Charges that the administration has left Democrats in the dark on specific policy matters have dogged Obama throughout his presidency, but the deportation of Central American families has led to particularly harsh criticism from his closest allies on Capitol Hill.
DHS launched its enforcement operations in January, rounding up 121 immigrants whose asylum claims had been denied –– most of them women and children who’d arrived from Central America in recent years –– and readying them for deportation. More recently, the administration has said it will continue those arrests into the summer. In both cases, the Democrats first heard the news from the press.
Rep. Luis Gutierrez (D-Ill.), a vocal critic of the deportations, offered a theory for why the administration is using the media to deliver its message.
“So that you could come and talk to me, ask me about it –– and Univision can ask me about it, and Telemundo can ask me –– I can condemn it, and then it can become the top of the news in Honduras, El Salvador and Guatemala,” he said. “Because this administration doesn’t have a clear policy.”
The deportations have become a presidential campaign issue, and both Democratic hopefuls –– former Secretary of State Hillary Clinton and Sen. Bernie Sanders (I-Vt.) –– have hammered Obama’s strategy with warnings that those affected will be returned to harm’s way in the violence-plagued Northern Triangle countries of Central America.

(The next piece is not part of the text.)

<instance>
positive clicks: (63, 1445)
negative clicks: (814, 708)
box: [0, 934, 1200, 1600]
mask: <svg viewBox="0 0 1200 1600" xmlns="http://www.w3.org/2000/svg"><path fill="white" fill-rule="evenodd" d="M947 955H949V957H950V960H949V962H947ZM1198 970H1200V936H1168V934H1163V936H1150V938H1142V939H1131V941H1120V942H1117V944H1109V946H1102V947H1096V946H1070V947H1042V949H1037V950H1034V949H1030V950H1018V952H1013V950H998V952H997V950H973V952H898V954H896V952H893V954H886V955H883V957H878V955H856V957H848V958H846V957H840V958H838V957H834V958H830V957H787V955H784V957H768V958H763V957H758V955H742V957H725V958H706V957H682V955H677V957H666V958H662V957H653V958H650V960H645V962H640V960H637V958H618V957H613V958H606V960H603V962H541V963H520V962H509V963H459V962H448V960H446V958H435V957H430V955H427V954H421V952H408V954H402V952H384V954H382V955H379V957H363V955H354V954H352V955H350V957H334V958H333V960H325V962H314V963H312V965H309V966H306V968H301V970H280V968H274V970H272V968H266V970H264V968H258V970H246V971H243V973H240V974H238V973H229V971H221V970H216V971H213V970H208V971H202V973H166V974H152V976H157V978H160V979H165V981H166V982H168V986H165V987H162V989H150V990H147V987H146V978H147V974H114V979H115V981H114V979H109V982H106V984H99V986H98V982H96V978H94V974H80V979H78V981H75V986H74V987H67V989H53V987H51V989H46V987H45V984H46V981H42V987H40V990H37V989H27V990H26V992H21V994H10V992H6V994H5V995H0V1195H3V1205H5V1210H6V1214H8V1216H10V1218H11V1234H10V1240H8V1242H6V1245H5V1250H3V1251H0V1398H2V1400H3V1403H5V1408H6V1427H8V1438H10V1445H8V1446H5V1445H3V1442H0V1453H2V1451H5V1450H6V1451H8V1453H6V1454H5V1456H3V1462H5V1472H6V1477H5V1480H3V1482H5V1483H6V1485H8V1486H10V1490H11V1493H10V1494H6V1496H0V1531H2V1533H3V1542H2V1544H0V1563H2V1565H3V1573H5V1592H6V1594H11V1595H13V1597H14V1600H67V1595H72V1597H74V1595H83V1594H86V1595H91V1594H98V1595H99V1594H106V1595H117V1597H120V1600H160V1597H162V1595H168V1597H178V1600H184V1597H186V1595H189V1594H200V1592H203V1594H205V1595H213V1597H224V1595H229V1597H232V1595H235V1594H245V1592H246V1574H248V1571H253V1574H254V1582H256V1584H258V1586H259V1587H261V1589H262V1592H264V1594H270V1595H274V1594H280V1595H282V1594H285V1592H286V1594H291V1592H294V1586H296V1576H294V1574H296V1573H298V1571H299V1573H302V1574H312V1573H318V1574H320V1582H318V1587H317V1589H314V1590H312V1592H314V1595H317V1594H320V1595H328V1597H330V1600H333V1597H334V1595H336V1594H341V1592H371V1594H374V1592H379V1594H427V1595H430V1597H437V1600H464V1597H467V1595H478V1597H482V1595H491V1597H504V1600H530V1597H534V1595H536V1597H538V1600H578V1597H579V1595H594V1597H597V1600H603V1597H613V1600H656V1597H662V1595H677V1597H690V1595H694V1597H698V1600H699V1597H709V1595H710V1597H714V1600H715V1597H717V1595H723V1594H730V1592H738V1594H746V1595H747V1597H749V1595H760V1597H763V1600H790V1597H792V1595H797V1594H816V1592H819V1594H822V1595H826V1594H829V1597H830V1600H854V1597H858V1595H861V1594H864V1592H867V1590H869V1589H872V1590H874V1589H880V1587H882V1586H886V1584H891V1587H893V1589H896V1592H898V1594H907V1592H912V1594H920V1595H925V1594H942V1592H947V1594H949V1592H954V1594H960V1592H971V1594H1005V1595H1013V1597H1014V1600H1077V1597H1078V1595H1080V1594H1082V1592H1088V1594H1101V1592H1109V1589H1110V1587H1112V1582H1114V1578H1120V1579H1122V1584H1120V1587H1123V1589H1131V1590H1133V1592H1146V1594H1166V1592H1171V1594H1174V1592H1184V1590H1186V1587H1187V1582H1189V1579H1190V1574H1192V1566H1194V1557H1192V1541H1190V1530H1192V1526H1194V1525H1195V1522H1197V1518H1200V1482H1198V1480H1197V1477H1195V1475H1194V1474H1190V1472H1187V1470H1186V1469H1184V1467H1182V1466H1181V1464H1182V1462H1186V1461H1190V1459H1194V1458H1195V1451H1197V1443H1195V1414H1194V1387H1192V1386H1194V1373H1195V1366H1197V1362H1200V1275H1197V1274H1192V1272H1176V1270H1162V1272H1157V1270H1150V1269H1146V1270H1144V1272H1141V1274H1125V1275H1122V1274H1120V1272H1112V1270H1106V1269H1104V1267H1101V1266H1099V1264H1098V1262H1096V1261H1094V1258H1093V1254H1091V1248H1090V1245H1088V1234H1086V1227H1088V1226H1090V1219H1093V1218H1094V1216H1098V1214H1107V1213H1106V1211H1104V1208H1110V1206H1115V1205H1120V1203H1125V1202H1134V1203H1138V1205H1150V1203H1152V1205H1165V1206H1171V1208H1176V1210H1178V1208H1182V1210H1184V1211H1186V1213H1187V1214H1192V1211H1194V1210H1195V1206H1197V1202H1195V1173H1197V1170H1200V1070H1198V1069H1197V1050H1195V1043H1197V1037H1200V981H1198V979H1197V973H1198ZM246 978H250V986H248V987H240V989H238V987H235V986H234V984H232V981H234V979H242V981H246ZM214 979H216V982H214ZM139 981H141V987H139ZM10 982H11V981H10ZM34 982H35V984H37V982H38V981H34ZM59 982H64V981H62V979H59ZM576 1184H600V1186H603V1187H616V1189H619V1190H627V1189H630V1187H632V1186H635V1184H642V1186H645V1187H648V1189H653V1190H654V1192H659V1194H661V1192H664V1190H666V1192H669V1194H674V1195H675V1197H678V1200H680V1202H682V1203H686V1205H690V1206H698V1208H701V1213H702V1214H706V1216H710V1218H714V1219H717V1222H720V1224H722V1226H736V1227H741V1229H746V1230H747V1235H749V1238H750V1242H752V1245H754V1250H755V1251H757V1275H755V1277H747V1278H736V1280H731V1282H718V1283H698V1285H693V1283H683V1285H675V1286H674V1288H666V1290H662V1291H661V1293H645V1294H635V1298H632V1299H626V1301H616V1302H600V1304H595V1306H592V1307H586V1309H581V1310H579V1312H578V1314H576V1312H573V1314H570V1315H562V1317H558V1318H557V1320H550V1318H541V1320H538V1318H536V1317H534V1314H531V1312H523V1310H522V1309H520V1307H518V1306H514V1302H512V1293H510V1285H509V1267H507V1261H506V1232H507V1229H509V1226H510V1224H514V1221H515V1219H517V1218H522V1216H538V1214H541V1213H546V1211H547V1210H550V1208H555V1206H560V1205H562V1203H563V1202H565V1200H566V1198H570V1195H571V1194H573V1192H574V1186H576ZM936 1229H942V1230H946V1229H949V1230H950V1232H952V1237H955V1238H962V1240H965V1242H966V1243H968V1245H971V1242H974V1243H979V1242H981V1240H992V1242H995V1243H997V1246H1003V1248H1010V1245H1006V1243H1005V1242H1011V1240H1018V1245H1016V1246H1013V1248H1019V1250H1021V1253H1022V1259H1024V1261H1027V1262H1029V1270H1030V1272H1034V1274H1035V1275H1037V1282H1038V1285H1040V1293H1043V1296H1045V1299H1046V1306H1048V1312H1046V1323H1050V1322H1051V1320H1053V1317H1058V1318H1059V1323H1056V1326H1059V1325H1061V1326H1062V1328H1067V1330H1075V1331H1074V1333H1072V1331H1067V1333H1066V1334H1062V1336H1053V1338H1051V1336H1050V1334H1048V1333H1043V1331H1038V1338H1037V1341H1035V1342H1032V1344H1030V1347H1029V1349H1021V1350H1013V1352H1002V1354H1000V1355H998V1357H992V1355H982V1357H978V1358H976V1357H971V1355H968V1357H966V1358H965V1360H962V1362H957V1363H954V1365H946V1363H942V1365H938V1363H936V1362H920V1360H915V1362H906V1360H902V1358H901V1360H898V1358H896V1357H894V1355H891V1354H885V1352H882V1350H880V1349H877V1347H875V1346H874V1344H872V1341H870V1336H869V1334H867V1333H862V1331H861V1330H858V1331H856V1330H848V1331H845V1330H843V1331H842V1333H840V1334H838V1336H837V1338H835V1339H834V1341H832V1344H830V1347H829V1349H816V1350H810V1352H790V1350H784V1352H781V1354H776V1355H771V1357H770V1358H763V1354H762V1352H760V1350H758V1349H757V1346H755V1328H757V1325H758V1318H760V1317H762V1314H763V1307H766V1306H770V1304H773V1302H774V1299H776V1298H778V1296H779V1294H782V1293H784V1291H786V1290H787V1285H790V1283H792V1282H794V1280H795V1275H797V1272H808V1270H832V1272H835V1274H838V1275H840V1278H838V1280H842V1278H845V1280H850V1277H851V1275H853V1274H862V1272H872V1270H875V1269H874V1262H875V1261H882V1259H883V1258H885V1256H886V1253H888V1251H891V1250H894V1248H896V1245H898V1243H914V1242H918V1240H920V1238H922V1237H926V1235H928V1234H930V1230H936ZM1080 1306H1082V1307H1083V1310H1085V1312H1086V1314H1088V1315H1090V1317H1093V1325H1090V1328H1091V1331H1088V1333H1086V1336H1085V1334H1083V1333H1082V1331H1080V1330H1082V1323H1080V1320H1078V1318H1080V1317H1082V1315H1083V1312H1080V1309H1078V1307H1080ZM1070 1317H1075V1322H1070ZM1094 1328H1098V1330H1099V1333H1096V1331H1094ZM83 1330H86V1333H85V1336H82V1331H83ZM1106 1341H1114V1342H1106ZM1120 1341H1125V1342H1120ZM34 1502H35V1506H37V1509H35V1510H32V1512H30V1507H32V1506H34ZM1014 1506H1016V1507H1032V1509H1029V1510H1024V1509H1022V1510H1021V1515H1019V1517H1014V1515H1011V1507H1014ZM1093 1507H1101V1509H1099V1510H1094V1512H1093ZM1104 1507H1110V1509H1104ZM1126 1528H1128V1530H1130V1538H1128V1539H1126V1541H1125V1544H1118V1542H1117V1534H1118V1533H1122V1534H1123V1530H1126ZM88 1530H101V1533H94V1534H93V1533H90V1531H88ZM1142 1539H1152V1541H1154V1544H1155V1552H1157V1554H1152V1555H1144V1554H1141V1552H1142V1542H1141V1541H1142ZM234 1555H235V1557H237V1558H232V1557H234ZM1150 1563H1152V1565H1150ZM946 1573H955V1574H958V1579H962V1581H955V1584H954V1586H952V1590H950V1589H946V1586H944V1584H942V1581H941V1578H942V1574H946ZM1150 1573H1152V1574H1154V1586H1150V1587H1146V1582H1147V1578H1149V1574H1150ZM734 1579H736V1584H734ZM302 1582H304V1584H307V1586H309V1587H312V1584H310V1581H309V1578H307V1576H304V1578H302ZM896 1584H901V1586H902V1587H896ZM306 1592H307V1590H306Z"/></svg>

Most of the CHC members are Clinton supporters, and they seem eager to shift the attention away from the immigration policies of the lame-duck Obama administration to focus instead on Clinton’s platform.
“She has pushed back very strongly against the administration’s policies and continuing those kinds of removals,” Sanchez said.
That focus on the Obama/Clinton divide is helping the Democrats downplay any negative effects the current deportations might have on the party’s efforts to energize Latino voters ahead of November’s general elections. Obama had won roughly 70 percent of the Hispanic vote in the last two cycles, and they want to keep that advantage this year even as many advocates are warning that the deportations will erode it.
Sanchez predicted any negative impact will be “very minimal” –– “This administration is not up for reelection,” she said –– and Gallego said the bombastic statements from Donald Trump, the likely GOP nominee, have already alienated Hispanics in irreversible ways that will only benefit the Democrats.
“There [are] no soft edges when it comes to Trump and the Latino community,” Gallego said. “He’s going to do worse than [Mitt] Romney.”
The administration has repeatedly defended its policies, saying it’s simply adhering to guidelines adopted in November 2014, which aim to focus limited resources on deporting criminals and new arrivals.
“DHS has stressed that these operations are limited to those who were apprehended at the border after January 1, 2014, have been ordered removed by an immigration court, and have no pending appeal or pending claim for asylum or other humanitarian relief under our laws,” the White House official said Friday.
Under those guidelines, the administration is anticipating “the deportation numbers would continue to go up,” White House spokesman Josh Earnest said earlier this month.
Such statements have only further angered congressional Democrats, who say the administration needs to focus on a more robust hemispheric strategy for absorbing refugees and stabilizing the Northern Triangle –– problems the deportations won’t solve.
Gutierrez suggested the administration simply hasn’t treated Central Americans with the same compassion it has other groups of people.
“Barack Obama –– I got to give him credit. Transgender in the schools: on it. Relationship with Cuba: on it. New communication with Iran: on it. … More money for Syrian refugees and to work with Europe: on it. … I mean, I love this president,” Gutierrez said. “But when it comes to our immigrants, in this hemisphere? Why is it when it comes to us, he fundamentally has a deficit?”